É preciso lembrar que o paladar infantil está em formação. Não é um botão de liga e desliga. É uma construção, como aprender a andar, falar ou ler.

Permitir que eles questionem: “não gostei, mas por quê?”

Tem uma frase que gosto muito: “não diga que não gosta, diga o que você não gostou”. Ensinar isso às crianças é dar a elas a chance de formar um paladar com identidade. Elas aprendem a prestar atenção no sabor, na textura, na temperatura, no cheiro. Aprendem a nomear suas preferências, e isso é valioso.

Ao invés de dizer “você tem que comer isso porque faz bem”, que tal “vamos descobrir o que nesse sabor você não curtiu”? Muitas vezes, é o tempero. Ou a textura. Ou o jeito como foi apresentado. Quando a criança se sente escutada, ela participa do processo e cria confiança.

Comida é mais que nutrição: é cultura, memória e afeto

Reduzir a alimentação a nutrientes é uma armadilha moderna. Claro que precisamos cuidar da saúde, evitar excesso de açúcar, sal e ultraprocessados. Mas comida é muito mais que isso.

Comida é memória afetiva. É o cheiro da casa da avó, o bolo do aniversário, a sopa nos dias frios, a fruta que a gente colhia do pé. É vínculo. É tradição. É parte da nossa identidade.

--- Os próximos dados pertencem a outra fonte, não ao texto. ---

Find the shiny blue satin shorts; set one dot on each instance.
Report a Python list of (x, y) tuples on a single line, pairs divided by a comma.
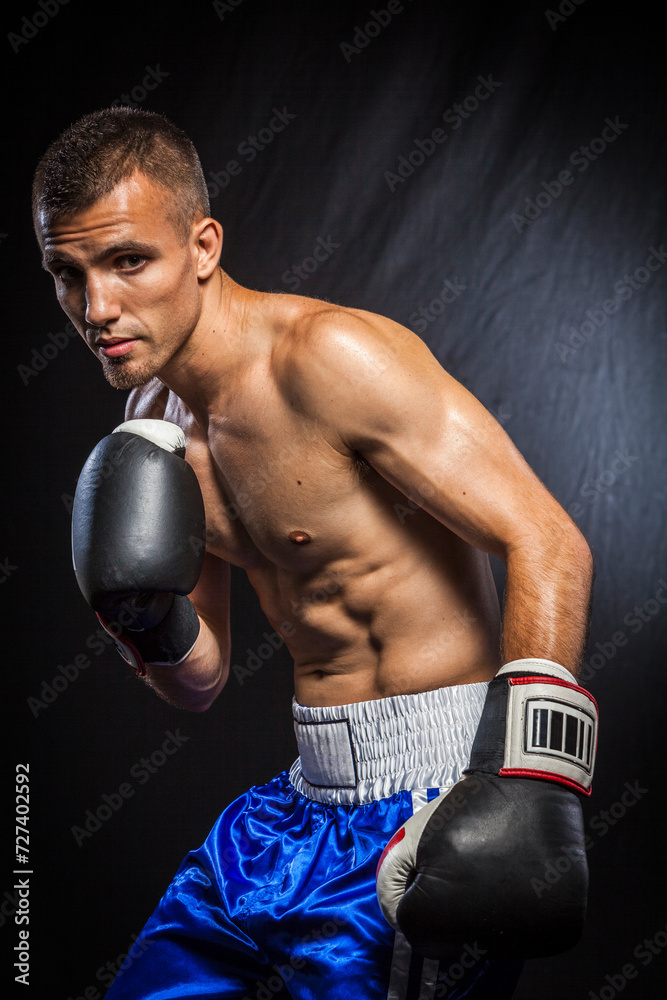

E negar isso às crianças é tirar delas uma dimensão rica da vida. Ao invés de focar no “coma porque é saudável”, podemos dizer “vamos experimentar isso juntos, tem uma história aqui dentro”.

A introdução alimentar como construção social

Falar de introdução alimentar também é falar de desigualdade, cultura e acesso. Não basta dizer “ofereça variedade” se essa variedade não está disponível para todas as famílias. Mas mesmo com limitações, é possível construir experiências significativas.

Podemos ensinar sobre onde a comida vem, quem planta, quem prepara. Podemos visitar feiras, cozinhar juntos, plantar temperos. Podemos contar histórias sobre alimentos típicos de outras regiões ou culturas.

Tudo isso forma um repertório. E quanto maior o repertório, mais referências a criança terá para entender o que gosta e o que não gosta, e por quê.

E se a criança realmente não gostar?

Tudo bem. Nem todo mundo gosta de tudo. O importante é não encerrar a conversa na recusa. Podemos dizer “hoje não rolou, mas quem sabe outro dia?”. Ou “vamos tentar esse mesmo ingrediente de outro jeito?”. Flexibilidade e respeito são essenciais.

Lembre-se: o objetivo não é fazer com que a criança coma certinho, mas ajudá-la a criar uma relação positiva com a comida.

Dicas práticas para pais e mães

  1. Coma junto sempre que possível
  2. Evite telas durante a refeição
  3. Cozinhem juntos
  4. Apresente de formas diferentes
  5. Não use comida como punição ou recompensa
  6. Estimule o vocabulário sensorial
  7. Celebre a descoberta, não o desempenho

A longo prazo, o que fica?

Mais do que gostar de couve ou detestar jiló, o que fica é a relação construída. Uma criança que teve liberdade, incentivo, escuta e referências positivas vai crescer com mais autonomia sobre o próprio corpo e suas escolhas.

Ela pode até não gostar de tudo, mas saberá provar com curiosidade, respeitar as diferenças e fazer escolhas mais conscientes. E isso vale ouro.

Conclusão

A introdução alimentar é uma porta de entrada para muito mais do que o universo da nutrição. É uma forma de apresentar o mundo, de ensinar empatia, de formar vínculos e até de transmitir valores culturais e familiares. Ao transformar a hora da comida em um espaço de descoberta e não de obrigação, ajudamos nossos filhos e filhas a construírem não só um paladar mais rico, mas uma relação mais saudável e consciente com tudo que envolve o comer.

E sim, às vezes, esse processo começa com uma focaccia, abobrinha grelhada, um queijo suave e um sorriso curioso do outro lado da mesa.